The Republic of Ireland does not observe Memorial Day on the last Monday of May. Indeed, there is no public holiday of the Republic devoted to the memory of war.
The Republic of Ireland’s orientation towards wars and soldiers reflects the nation’s extraordinarily complex history of warfare. I’ll mention a few, recent aspects of that history — and that will be difficult enough. The Republic has been neutral since its inception, most famously (or infamously) during the Second World War. Irish military forces have a long record of participation in UN peacekeeping missions, suffering serious losses at Jadotville and Niemba in Congo in 1960-61. Presently, Irish soldiers are protecting refugees from Darfur, in Chad. For an overview of the Irish in warfare, I recommend the “Soldiers and Chiefs” exhibit at the National Museum at Collins Barracks.

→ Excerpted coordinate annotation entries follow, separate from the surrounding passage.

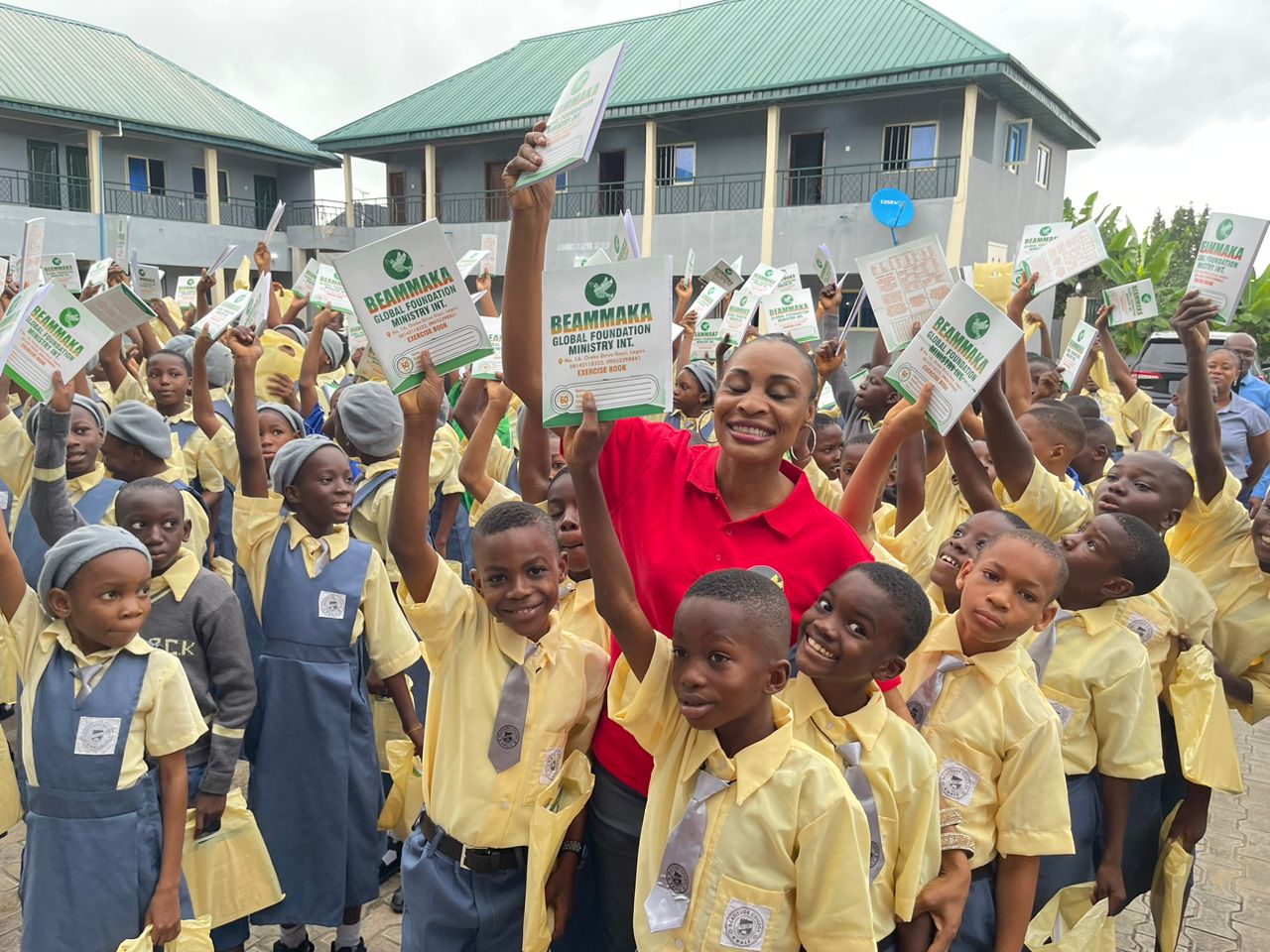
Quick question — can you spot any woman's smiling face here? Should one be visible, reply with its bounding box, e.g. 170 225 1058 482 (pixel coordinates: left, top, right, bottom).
715 339 816 463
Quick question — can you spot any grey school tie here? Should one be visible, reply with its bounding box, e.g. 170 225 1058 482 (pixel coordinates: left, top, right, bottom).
1028 608 1076 684
644 768 731 932
71 661 107 707
908 654 969 729
834 740 885 883
489 641 539 774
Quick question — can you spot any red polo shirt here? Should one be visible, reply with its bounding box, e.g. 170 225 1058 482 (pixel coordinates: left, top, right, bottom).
591 420 872 796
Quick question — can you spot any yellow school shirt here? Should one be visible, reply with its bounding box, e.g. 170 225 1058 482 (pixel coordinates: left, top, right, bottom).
0 588 207 789
1021 600 1165 780
348 457 401 585
234 495 421 678
992 461 1093 539
899 615 1075 870
926 457 970 562
1167 493 1270 724
400 562 608 848
1120 390 1195 476
164 407 225 493
608 636 876 952
780 675 940 942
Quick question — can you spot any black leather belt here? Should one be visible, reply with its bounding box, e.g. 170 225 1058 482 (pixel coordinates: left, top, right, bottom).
419 813 530 874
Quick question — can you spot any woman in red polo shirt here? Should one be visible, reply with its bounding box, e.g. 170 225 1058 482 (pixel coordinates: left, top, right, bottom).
503 126 871 952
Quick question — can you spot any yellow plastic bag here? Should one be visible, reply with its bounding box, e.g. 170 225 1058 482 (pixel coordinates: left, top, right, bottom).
255 329 305 399
1024 883 1115 952
181 789 283 926
115 915 212 952
522 750 595 952
380 740 423 840
1151 803 1195 952
974 262 1015 311
1169 645 1243 793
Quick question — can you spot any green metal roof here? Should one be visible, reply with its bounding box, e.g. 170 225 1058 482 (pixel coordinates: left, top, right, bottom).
317 0 1098 153
0 4 340 167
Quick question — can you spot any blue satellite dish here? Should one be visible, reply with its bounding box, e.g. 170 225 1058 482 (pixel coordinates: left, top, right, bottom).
869 187 915 228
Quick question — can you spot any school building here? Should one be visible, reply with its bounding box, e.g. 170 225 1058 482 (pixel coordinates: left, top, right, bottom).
0 5 340 294
317 0 1098 287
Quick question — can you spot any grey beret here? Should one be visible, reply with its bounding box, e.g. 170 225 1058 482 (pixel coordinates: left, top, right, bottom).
269 436 344 495
105 400 172 459
22 394 105 443
36 526 153 612
337 382 405 456
257 403 305 436
207 344 234 387
321 327 344 369
684 361 718 401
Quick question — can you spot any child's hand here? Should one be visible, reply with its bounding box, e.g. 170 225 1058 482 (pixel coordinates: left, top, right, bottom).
881 384 935 439
49 371 75 414
251 241 273 274
146 886 181 946
194 792 225 838
225 327 264 367
398 350 445 426
564 391 613 471
543 853 577 939
1006 272 1040 327
816 340 847 380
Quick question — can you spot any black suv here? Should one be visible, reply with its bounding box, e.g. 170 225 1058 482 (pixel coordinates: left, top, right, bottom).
1130 331 1230 407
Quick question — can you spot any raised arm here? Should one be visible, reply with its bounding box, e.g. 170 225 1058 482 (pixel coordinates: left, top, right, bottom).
944 425 1001 513
223 327 269 499
458 377 513 503
1173 291 1226 503
832 384 934 537
979 361 1036 499
190 330 221 439
566 394 658 680
389 350 444 602
993 272 1040 416
503 122 555 408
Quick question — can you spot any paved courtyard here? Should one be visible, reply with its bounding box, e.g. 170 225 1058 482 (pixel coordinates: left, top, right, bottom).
0 717 1270 952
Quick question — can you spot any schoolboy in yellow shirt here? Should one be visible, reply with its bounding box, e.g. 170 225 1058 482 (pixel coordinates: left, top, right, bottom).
901 530 1072 952
568 394 874 952
780 562 940 952
389 354 608 952
1025 513 1169 912
1169 292 1270 724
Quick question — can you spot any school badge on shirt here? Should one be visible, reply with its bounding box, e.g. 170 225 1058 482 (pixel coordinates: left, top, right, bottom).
718 898 772 949
318 590 348 618
75 717 122 757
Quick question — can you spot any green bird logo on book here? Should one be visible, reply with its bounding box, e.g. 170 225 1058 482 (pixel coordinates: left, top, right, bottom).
384 248 414 281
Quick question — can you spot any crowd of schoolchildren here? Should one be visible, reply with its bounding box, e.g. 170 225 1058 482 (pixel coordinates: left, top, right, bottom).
0 126 1270 952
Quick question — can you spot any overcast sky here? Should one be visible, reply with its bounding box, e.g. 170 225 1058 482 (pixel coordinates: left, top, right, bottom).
14 0 1270 262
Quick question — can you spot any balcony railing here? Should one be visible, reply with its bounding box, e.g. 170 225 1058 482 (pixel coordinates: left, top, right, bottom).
776 156 957 205
0 169 91 212
657 172 763 214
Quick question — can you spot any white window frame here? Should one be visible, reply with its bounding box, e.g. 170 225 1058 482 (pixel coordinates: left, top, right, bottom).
881 119 940 172
1034 142 1054 189
653 142 698 187
192 165 232 202
1004 119 1033 176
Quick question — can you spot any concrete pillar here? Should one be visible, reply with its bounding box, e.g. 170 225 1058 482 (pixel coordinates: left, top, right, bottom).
944 82 979 268
639 119 657 257
750 105 781 271
423 142 437 221
87 130 101 214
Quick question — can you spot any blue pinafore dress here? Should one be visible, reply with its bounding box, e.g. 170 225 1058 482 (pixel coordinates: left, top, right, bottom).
248 528 386 925
20 645 193 952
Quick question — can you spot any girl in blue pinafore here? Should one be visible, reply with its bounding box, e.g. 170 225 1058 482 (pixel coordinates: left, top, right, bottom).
226 329 423 952
0 526 207 952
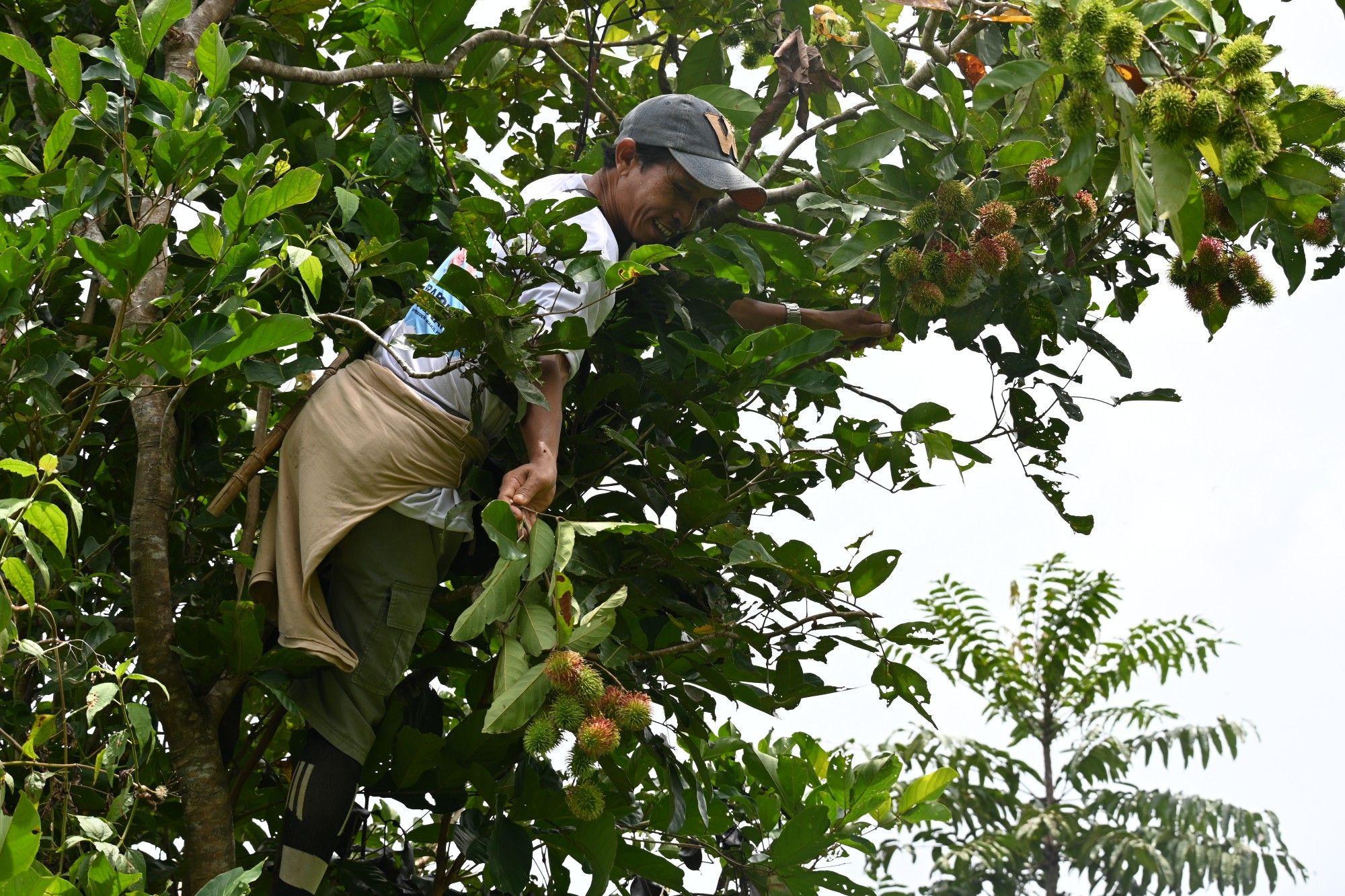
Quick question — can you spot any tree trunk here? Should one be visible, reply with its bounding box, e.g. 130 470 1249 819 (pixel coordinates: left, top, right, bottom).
126 0 235 895
1041 688 1060 896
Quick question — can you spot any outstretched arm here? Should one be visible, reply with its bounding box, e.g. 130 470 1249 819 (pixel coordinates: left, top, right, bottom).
729 298 892 340
499 355 570 536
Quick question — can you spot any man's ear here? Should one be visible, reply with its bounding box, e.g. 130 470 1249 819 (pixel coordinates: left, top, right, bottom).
616 137 639 172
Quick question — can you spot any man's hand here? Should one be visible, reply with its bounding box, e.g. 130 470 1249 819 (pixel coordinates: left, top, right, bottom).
803 308 892 341
499 441 555 538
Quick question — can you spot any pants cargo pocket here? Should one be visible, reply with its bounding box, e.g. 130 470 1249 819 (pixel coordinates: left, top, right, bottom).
350 583 433 696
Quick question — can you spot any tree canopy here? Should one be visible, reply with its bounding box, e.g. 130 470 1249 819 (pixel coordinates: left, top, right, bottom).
0 0 1345 896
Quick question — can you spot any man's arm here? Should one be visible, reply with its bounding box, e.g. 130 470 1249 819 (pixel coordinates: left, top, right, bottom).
729 298 892 340
499 355 570 534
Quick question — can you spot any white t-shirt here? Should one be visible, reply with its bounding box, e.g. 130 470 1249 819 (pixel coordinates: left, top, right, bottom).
373 173 620 533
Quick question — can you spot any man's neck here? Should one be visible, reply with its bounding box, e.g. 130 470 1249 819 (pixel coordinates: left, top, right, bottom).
584 168 635 255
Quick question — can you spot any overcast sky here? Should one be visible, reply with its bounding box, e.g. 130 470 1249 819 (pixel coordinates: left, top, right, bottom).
455 0 1345 896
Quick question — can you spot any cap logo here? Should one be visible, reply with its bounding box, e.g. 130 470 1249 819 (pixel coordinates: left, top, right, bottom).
705 112 738 159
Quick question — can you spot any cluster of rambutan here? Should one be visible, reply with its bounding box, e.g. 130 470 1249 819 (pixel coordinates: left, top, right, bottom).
1167 237 1275 313
1022 159 1098 235
888 180 1022 316
523 649 651 821
1030 0 1145 133
1135 34 1282 184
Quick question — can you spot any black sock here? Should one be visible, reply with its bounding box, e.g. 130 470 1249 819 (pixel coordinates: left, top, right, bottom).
270 728 360 896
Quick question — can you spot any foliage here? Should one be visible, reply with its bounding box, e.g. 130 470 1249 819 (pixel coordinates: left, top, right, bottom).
870 555 1305 896
0 0 1345 893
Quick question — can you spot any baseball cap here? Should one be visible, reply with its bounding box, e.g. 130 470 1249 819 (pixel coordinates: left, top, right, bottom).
616 93 765 211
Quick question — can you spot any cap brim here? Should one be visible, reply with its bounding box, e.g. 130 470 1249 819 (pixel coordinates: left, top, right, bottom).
668 149 765 211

Anita recently took Ray and Cindy to the War Memorial Gardens in Dublin. The Gardens memorialize Irish soldiers who died while serving with Great Britain in the First World War. I understand the history of these Gardens as a physical representation of the complicated memory of war in Irish society. Ireland was still part of Great Britain at the time of The Great War, but the Easter Rising of 1916 signifies just one of the undercurrents against the Crown and its wars. (For example, one of the most remarkable differences between Belfast and Dublin is the unalloyed pride and glory that Belfast’s public institutions manifest regarding the city’s roles in the First and Second World Wars.)
There is a lasting ambivalence regarding some Irish people’s support of Great Britain during that war, because other Irish became national heroes through resistance to the same state at the same time. This delayed the inauguration of the Gardens and also contributed to their declining maintenance through the 20th Century. [Nota bene: This analysis comes from an unverified wikipedia article.] Today, the Gardens have been restored by the state and they are well-maintained, although they are not frequently visited by Irish or foreign tourists. I have yet to visit them myself!
As for myself and Memorial Day? Yesterday evening, a coincidentally appropriate podcast turned my mind to living veterans. I prepared for sleep by listening to a random choice from a backlog of podcasts from Escape Pod: “Elites” by Kristine Kathryn Rusch. I didn’t know that it would be a moving story about life as a “recovering” combatant. The editor of the podcast articulated one theme of the story with a quotation from José Narosky:
“In war, there are no unwounded soldiers.”